Several members recommend taping the least favorite teat to teach a kid milk comes out of both sides and to help towards getting a more even udder. When the kids get a little better at finding the teat, this might work for you and maybe result in having to milk the one side less often.



Emrcornerranch said:


> I was told I should pull the kids, milk her myself, and bottle feed. I’m trying to avoid that for now.


Bottle raised kids can become obnoxious young goats after weaning. It's like they have an identity crisis. Difficulty understanding humans aren't two legged herd members and can't be treated the same way as other goats. They tend to be overly clingy towards their keepers. Have a harder time understanding boundaries' and learning goat hierarchy. And will suffer from bouts of loneliness though other goats are around them. There are times when bottle raising is necessary and you've got to do what is needed. Leaving them with the doe and other herd members helps them to learn what being a goat is all about and teaching them it's time to cut the apron strings is a little bit easier when they are older.


----------



## Emrcornerranch (Jun 13, 2020)

NigerianNewbie said:


> A wether can be very useful in letting you know the does are cycling into heat sometimes. A doe will start to get a scent the males can pick up on, some wethers can detect it for you. They may curl their upper lip and sniff around the lady bits as an aid in cluing you in on those does who are more quite or secretive about their cycle. And without the buck smell from peeing on them selves, the changes in personality and absolutely no hormone driven aggression.
> 
> Several members recommend taping the least favorite teat to teach a kid milk comes out of both sides and to help towards getting a more even udder. When the kids get a little better at finding the teat, this might work for you and maybe result in having to milk the one side less often.
> 
> ...


So he would NOT just be a useless eater? Lol That would make it easier to chart the girls’ heat cycles. 

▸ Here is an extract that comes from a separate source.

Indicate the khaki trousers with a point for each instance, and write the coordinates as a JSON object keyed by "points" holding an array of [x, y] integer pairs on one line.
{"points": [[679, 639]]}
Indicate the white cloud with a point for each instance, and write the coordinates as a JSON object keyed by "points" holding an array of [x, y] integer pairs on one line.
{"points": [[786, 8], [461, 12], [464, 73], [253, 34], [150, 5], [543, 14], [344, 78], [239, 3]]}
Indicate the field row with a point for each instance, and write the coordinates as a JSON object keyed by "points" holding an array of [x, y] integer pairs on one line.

I can think of more negatives for pulling the kids than positives. I understand mama goat might look funny permanently if I can’t manage it, but I can’t find enough reasons to separate them from her. At the end of the day, I think they are far healthier with her. I milked her about four times today, and she looks good. The size of the teat is going down a bit as well. You can still see a difference but not at a glance. I’ll look into teat tape. It would be nice if somewhere close by had it.

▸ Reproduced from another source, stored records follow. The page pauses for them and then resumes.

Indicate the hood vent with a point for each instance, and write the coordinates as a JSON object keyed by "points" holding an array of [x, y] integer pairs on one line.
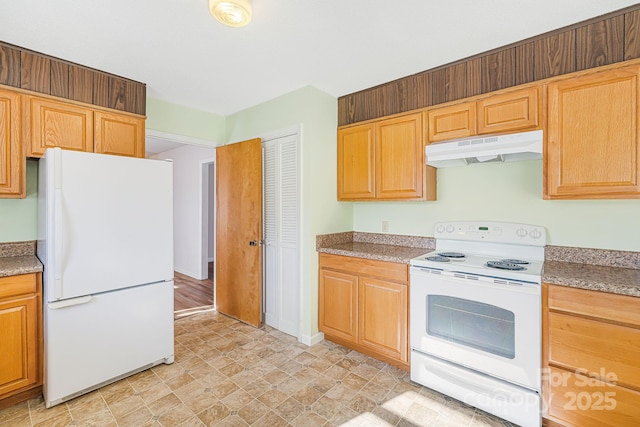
{"points": [[487, 149]]}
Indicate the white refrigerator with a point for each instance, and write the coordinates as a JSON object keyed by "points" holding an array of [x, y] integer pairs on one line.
{"points": [[105, 238]]}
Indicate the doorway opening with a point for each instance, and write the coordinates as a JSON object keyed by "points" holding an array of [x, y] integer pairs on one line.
{"points": [[194, 188]]}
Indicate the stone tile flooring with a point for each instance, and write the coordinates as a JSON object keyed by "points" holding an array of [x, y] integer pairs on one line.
{"points": [[229, 374]]}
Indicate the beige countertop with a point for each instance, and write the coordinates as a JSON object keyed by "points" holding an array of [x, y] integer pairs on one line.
{"points": [[620, 277], [23, 264], [18, 258], [615, 280], [376, 251]]}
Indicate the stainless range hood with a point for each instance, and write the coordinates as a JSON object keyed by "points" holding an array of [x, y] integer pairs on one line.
{"points": [[500, 148]]}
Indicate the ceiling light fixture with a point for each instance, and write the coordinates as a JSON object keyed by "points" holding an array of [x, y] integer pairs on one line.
{"points": [[234, 13]]}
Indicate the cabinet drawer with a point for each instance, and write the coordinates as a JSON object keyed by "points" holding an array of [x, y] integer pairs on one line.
{"points": [[585, 402], [617, 308], [17, 285], [366, 267], [593, 346]]}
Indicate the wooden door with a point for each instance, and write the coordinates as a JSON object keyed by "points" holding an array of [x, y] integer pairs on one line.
{"points": [[118, 134], [400, 165], [338, 298], [512, 111], [356, 173], [19, 338], [238, 263], [593, 139], [456, 121], [12, 163], [49, 124], [383, 317]]}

EDITED THIS at first it said “would” be a useless eater, but I meant “wouldn’t.”


----------



## goathiker (Apr 14, 2011)

You're going to have to milk the colostrum out of her tomorrow anyway. Otherwise it's going to turn to glue and cause issues. 
Let the kids eat first thing and then milk both sides completely out. 
Milk goats make way more than kids can eat until they are a few weeks old. Once a day milking solves many problems before they start.


----------



## NigerianNewbie (Jun 6, 2018)

Emrcornerranch said:


> So he would just be a useless eater? Lol That would make it easier to chart the girls’ heat cycles.
> 
> I can think of more negatives for pulling the kids than positives. I understand mama goat might look funny permanently if I can’t manage it, but I can’t find enough reasons to separate them from her. At the end of the day, I think they are far healthier with her. I milked her about four times today, and she looks good. The size of the teat is going down a bit as well. You can still see a difference but not at a glance. I’ll look into teat tape. It would be nice if somewhere close by had it.





Chelsey said:


> I’ve used a couple fabric bandaids, masking tape won’t hold up though, you’ll want medical tape or something similar. The bandaids I used only on a single teat to get the baby to nurse the other side





MadHouse said:


> I apply a band aid and medical tape around it, after I milk her in the morning.


----------



## Emrcornerranch (Jun 13, 2020)

goathiker said:


> You're going to have to milk the colostrum out of her tomorrow anyway. Otherwise it's going to turn to glue and cause issues.
> Let the kids eat first thing and then milk both sides completely out.
> Milk goats make way more than kids can eat until they are a few weeks old. Once a day milking texsolves many problems before they start.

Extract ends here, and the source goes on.